Background: In patients with locally advanced adenocarcinoma of the oesophagogastric junction (AEG), early metabolic response defined by 18-fluorodeoxyglucose-PET ([(18)F]FDG-PET) during neoadjuvant chemotherapy is predictive of histopathological response and survival. We aimed to assess the feasibility of a PET-response-guided treatment algorithm and its potential effect on prognosis.

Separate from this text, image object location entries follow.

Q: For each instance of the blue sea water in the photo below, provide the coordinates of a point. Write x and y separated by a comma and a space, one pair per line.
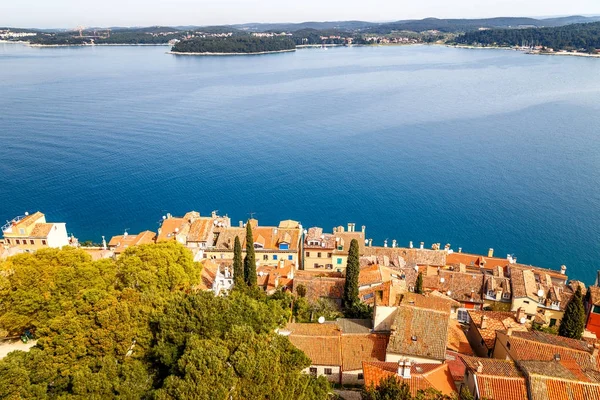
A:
477, 148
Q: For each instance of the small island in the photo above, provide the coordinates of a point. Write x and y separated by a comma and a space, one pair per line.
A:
234, 45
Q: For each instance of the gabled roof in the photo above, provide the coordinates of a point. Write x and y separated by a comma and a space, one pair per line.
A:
422, 376
419, 332
357, 348
494, 321
496, 379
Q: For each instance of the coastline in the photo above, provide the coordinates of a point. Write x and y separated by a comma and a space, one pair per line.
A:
179, 53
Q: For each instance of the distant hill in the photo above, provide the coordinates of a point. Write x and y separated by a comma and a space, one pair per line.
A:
569, 37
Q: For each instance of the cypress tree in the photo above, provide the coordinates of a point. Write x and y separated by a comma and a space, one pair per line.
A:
250, 259
419, 284
573, 322
238, 266
352, 270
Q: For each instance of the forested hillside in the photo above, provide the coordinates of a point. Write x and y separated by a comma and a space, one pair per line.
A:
570, 37
137, 329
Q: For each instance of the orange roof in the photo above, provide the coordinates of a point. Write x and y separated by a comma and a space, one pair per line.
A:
357, 348
369, 275
41, 230
200, 230
168, 227
121, 242
501, 387
494, 321
29, 220
457, 340
422, 376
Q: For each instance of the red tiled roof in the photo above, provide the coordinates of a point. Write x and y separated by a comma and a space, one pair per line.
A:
419, 332
359, 348
423, 376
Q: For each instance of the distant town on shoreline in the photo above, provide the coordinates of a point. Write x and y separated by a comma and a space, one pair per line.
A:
574, 35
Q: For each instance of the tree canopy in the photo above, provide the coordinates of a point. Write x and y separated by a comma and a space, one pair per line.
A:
573, 321
136, 328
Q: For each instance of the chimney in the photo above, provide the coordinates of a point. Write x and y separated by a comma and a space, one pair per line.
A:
483, 322
404, 368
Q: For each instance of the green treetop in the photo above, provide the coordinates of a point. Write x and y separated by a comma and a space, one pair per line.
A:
419, 284
573, 322
238, 265
250, 259
350, 298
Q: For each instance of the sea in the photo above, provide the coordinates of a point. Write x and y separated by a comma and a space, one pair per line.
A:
478, 148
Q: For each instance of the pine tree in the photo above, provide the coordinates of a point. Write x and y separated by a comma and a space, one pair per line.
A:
573, 322
350, 298
419, 284
250, 259
238, 265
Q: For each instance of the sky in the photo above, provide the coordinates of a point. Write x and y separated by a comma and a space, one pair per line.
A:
72, 13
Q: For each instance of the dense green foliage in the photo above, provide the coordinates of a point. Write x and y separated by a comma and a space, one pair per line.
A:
238, 265
250, 258
391, 388
573, 321
136, 329
234, 44
352, 271
419, 284
576, 36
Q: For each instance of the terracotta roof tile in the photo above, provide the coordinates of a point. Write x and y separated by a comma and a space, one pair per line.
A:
357, 348
423, 376
428, 328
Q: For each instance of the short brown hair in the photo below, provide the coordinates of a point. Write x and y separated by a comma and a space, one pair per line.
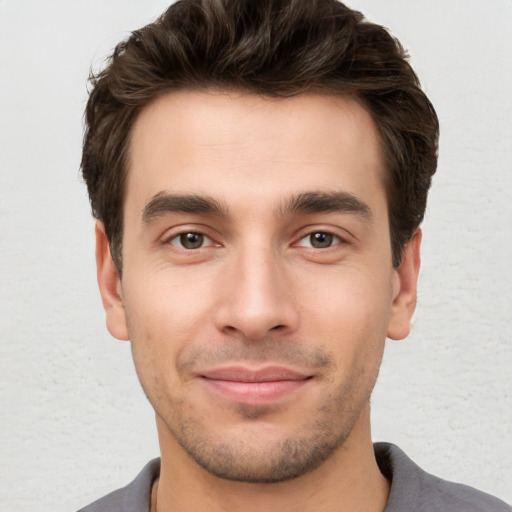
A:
275, 48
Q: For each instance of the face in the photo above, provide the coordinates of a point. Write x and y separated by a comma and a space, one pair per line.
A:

Methods: Between May 27, 2002, and Aug 4, 2005, 119 patients with locally advanced adenocarcinoma of AEG type 1 (distal oesophageal adenocarcinoma) or type 2 (gastric cardia adenocarcinoma) were recruited into this prospective, single-centre study. All patients were assigned to 2 weeks of platinum and fluorouracil-based induction chemotherapy (evaluation period). Those with decreases in tumour glucose standard uptake values (SUVs), predefined as decreases of 35% or more at the end of the evaluation period and measured by PET, were defined as metabolic responders. Responders continued to receive neoadjuvant chemotherapy of folinic acid and fluorouracil plus cisplatin, or folinic acid and fluorouracil plus cisplatin and paclitaxel, or folinic acid and fluorouracil plus oxaliplatin for 12 weeks and then proceeded to surgery. Metabolic non-responders discontinued chemotherapy after the 2-week evaluation period and proceeded to surgery. The primary endpoint was median overall survival of metabolic responders and non-responders. Secondary endpoints were median event-free survival, postoperative complications and mortality, number of residual tumour-free (R0) resections, and histopathological responses. This study has been registered in the European Clinical Trials Database (EudraCT) as trial 2007-003356-11.
Findings: 110 patients were evaluable for metabolic responses. 54 of these patients had metabolic responses (ie, decrease of 35% or more in tumour glucose SUV) after 2 weeks of induction chemotherapy, corresponding to a response of 49% (95% CI 39-59). 104 patients had tumour resection (50 in the responder group and 54 in the non-responder group). After a median follow-up of 2.3 years (IQR 1.7-3.0), median overall survival was not reached in metabolic responders, whereas median overall survival was 25.8 months (19.4-32.2) in non-responders (HR 2.13 [1.14-3.99, p=0.015). Median event-free survival was 29.7 months (95% CI 23.6-35.7) in metabolic responders and 14.1 months (7.5-20.6) in non-responders (hazard ratio [HR] 2.18 [1.32-3.62], p=0.002). Major histological remissions (<10% residual tumour) were noted in 29 of 50 metabolic responders (58% [95% CI 48-67]), but no histological response was noted in metabolic non-responders.
Interpretation: This study confirmed prospectively the usefulness of early metabolic response evaluation, and shows the feasibility of a PET-guided treatment algorithm. These findings might enable tailoring of multimodal treatment in accordance with individual tumour biology in future randomised trials.